In winter moths may be produced before spring if the pupae are kept warm.  To overwinter, bury the pupae in light compost that is not too damp but not allowed to dry out. The top of each pupa should be just showing. Store in a cool place (10-12 degrees C) away from predadors. Bring into the warm in April ready for May emergence. When the pupae are to be incubated, keep them warm (20-30 degrees C) and moist, and well drained. The ideal conditions are as described for the Pupae Nest on the WWB website.

Oleander Hawk nerii Pupae
Availability: Summer 2021

Oleander Hawkmoth Daphnis nerii  

One of the finest of all Hawkmoths. They can be bred in captivity. The larvae are very fast growing indeed. Most breeders rear the larvae on Privet Ligustrum. The larvae thrive on Periwinkle Vinca, and in the wild they are found on Oleander Nerium.

Pupae can be kept warm (20ºC) and moist to emerge this autumn/winter, or they can be kept cool to emerge and breed in the spring. 

To overwinter autumn pupae, bury the pupae in light compost that is not too damp but not allowed to dry out. The top of each pupa should be just showing. Store in a cool place (10-12 degrees C) away from predadors. Bring into the warm in April ready for May emergence.

In the emerging cage, underground pupae need to be in moist compost or kept as described for the Pupae Nest on this website.

Madagascan Moon Moth mittrei  giant cocoons
Availability: Summer

Madagascan Moon Moth Argema mittrei

Huge netted cocoons of silvery silk – THE biggest cocoon in the world! 

Both male and female moths are tailed but those of the male are very extreme. They are a joy to hatch out! 

They need daily spraying and a temperature of 25-30 degrees C.  Pairing of the adults is notoriously difficult but if successful, the larvae are not difficult to rear on Eucalyptus, Liquidambar or Stags Horn Sumach Rhus typhinus.  Hand-pairing has been reported to be successful but we have not tried it.

Mittrei is found only on the island of Madagascar and is quite one of the word's most exceptional moths.

Giant Atlas Moth Attacus atlas cocoons from Thailand
Availability: June/July onwards

Giant Atlas Moth Attacus atlas

Atlas cocoons have become very difficult to obtain, particularly the dormant Thailand race, but we have good stocks immediately available, for breeding soon or they can be held cool until you wish to breed from them

The largest moth in the world.  Winter cocoons are dormant. You can choose whether to incubate them or keep them cold until the spring. To get them to emerge, raise the temperature to 15 degrees C, and gradually up to 30 degrees C or more, and very humid. They need very warm and humid tropical conditions. When hot, soak the cocoons at least once or twice daily. 

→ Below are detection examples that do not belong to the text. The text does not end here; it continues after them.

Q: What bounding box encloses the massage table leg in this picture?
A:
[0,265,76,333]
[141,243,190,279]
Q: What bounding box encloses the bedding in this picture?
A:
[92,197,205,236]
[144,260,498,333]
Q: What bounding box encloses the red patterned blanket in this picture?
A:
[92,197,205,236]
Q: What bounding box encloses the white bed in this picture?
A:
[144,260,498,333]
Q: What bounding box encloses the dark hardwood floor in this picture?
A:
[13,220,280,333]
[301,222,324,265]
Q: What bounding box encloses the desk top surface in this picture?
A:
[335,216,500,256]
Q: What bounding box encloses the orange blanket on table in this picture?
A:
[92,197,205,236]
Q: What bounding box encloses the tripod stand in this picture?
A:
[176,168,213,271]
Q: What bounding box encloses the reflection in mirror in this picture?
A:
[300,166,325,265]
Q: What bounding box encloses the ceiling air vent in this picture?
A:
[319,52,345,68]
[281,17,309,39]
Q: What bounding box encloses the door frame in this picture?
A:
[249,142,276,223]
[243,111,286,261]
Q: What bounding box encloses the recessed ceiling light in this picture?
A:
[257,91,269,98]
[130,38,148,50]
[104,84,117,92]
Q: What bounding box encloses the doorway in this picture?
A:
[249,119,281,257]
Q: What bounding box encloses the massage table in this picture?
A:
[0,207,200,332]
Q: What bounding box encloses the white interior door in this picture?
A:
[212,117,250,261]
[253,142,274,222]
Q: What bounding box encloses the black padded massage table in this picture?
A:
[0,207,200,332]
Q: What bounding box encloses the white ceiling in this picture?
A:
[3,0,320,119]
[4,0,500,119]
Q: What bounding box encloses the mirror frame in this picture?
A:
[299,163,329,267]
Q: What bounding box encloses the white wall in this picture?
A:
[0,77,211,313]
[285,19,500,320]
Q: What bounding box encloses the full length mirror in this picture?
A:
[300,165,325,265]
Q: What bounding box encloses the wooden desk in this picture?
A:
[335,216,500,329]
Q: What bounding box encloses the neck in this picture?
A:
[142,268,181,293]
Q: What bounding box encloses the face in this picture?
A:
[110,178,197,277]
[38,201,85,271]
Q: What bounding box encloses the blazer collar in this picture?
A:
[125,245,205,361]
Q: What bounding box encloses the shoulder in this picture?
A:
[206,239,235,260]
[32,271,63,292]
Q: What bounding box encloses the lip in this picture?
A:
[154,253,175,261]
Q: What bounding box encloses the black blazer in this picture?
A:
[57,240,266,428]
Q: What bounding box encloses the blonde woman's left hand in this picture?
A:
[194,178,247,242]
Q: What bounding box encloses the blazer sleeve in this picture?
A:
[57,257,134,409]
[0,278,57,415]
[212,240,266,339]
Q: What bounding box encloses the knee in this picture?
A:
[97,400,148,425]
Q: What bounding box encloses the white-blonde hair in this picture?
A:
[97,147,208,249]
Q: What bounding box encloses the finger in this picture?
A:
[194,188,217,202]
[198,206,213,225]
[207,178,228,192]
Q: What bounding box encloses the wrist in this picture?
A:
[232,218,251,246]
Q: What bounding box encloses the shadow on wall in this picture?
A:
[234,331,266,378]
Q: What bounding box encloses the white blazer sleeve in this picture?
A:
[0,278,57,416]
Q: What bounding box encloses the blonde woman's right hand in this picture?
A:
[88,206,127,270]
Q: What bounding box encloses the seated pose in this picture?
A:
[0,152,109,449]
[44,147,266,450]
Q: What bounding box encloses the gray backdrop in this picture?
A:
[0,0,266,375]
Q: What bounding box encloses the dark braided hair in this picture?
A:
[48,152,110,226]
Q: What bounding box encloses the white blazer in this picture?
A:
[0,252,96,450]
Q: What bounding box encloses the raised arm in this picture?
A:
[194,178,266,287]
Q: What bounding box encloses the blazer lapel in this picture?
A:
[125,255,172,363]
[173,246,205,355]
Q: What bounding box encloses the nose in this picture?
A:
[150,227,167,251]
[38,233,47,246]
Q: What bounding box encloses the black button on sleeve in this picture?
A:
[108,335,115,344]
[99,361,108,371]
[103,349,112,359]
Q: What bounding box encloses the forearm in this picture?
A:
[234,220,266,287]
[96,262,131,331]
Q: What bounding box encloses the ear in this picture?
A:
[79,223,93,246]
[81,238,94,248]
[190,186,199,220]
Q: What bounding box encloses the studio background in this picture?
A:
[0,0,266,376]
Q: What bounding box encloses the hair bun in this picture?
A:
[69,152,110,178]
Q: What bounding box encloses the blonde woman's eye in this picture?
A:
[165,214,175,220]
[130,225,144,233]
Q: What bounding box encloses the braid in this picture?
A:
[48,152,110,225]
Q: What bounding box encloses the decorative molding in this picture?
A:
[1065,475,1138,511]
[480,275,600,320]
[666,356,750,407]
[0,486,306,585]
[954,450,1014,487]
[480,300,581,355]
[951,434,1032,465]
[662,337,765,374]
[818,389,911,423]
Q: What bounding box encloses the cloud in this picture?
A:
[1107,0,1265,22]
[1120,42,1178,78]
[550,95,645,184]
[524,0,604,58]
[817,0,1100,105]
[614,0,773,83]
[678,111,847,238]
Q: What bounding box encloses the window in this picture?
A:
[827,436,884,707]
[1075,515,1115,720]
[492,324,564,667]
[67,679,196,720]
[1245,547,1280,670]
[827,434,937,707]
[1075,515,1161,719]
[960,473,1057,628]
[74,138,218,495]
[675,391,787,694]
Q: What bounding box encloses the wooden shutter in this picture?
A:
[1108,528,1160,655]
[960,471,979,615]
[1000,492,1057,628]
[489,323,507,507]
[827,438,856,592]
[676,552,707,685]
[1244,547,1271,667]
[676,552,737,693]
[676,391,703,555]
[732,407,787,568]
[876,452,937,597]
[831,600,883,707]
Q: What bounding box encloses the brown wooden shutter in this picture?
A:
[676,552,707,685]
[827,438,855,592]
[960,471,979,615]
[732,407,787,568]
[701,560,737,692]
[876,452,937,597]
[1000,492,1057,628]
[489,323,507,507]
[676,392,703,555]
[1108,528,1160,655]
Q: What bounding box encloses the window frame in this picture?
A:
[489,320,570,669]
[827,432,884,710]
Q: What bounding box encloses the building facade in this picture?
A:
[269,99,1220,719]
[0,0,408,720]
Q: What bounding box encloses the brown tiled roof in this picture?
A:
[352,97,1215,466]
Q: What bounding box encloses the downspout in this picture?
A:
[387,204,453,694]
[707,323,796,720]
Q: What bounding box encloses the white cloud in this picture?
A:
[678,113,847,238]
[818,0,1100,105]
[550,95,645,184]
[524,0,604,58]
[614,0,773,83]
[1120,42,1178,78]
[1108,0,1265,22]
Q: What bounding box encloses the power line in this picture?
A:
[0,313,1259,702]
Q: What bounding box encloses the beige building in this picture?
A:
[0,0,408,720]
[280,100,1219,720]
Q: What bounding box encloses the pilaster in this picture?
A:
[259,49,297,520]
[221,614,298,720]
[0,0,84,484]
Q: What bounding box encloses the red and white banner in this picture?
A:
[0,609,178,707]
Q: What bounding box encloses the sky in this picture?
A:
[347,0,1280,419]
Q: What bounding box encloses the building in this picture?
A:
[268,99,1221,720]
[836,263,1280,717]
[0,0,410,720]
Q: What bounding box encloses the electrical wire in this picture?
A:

It is probably better to keep them cool (8 -12 degrees C) and dormant until mid-April, or even May, then raise the temperature and humidity as described above.  They will respond better to summer conditions.

Pairing is achieved in a cage that is ample for the size of the moths but not so large that they can become too separated.

Larvae feed on Privet Ligustrum and are easily reared in warm and moist conditions.  Atlas larvae will also feed on Tree of Heaven Ailanthus, Osier Willow Salix viminalis, Citrus and undoubtedly a number of other substitute plants outside their normal habitat.